There was always the potential for a Thor story to be swamped by its own geeky mythology. The first Thor (2011) was a giddying, often confusing speed-read about gods, their families, realms and bridges and, more importantly, the rules which determine their behaviour.
The sequel assumes that the viewer knows who does what and where, then throws in a few more chapters of convoluted set-up, enough to make a viewer long for the kind of spandex hero movie in which an average guy is bitten by a radioactive spider then wakes up able to save the world.
Fans of the comic series will rejoice to see the film stick to scripture, bringing in the Dark Elf villain Malekith (Christopher Eccleston, under heavy prosthetics), who first appeared in the comic book series in 1984.
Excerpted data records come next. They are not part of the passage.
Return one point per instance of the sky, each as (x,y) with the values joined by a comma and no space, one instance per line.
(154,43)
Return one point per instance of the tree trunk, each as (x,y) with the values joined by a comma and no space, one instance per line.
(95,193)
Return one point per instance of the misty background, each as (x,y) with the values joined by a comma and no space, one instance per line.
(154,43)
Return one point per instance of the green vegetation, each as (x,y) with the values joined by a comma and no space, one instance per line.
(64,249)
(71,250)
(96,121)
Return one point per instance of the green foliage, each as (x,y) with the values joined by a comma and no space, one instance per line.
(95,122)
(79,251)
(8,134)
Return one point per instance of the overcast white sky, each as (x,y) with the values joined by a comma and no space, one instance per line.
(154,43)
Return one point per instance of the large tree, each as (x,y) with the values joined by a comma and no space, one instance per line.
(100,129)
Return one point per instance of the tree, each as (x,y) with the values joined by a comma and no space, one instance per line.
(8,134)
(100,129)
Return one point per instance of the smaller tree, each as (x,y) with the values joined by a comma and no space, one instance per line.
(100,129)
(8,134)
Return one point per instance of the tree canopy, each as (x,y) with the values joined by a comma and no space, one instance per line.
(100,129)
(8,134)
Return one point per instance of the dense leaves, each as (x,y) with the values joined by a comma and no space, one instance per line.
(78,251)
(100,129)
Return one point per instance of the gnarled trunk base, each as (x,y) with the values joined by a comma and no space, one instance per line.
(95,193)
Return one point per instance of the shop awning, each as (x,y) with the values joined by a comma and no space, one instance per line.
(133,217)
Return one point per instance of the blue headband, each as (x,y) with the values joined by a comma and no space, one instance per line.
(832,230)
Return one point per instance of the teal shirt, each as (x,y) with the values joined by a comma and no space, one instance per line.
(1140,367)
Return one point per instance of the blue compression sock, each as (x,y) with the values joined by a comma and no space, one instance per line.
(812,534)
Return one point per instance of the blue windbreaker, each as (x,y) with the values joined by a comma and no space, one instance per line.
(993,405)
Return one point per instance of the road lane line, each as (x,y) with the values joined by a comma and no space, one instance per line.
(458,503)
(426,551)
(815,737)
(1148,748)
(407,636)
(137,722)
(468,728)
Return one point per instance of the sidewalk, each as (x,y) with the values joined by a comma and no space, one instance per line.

Those who do not care for comics and who show up just to see Chris Hemsworth do battle (or take off his shirt, as he does in one scene) will not be disappointed: The film opens with a war between the gods and the Dark Elves, and carries on with more loud, PG13-grade laser beam gun battles throughout.
There is a cool swirly computer effect whenever the elves deploy a matter- warping bomb. To add more eye candy to the already overwhelming 3-D sword- and-sorcery spectacle, the elves commute in hyper-agile spacecraft, useful to have in several videogame-style chase scenes - the sort done in every other science-fiction movie.
In between, there are far too many of the dreaded "whys" to be explained: Why Thor has not been in touch with Jane, why the Elves have come back, why some are able to break out of the Asgard's transparent and supposedly unbreakable dungeon.
Herein lies another problem, one found in poorly written fantasy fiction: It uses one myth to create a dramatic problem, then uses another to fix it.
Director Alan Taylor comes to the project with a background in critically acclaimed television shows such as Boardwalk Empire, Nurse Jackie and, more pertinently, Game Of Thrones, which, like this movie, features leather, swords and clan warfare.
Taylor packs in several episodes' worth of characters here; far too many have walk-ons, then disappear entirely.
The film's two key villains, the elves and Loki (Hiddleston), are puzzlingly underdeveloped. This, with the ham-fisted piling-on of mythology, makes this movie fall short of the charm and broad appeal found in recent Marvel works The Avengers and Iron Man 3.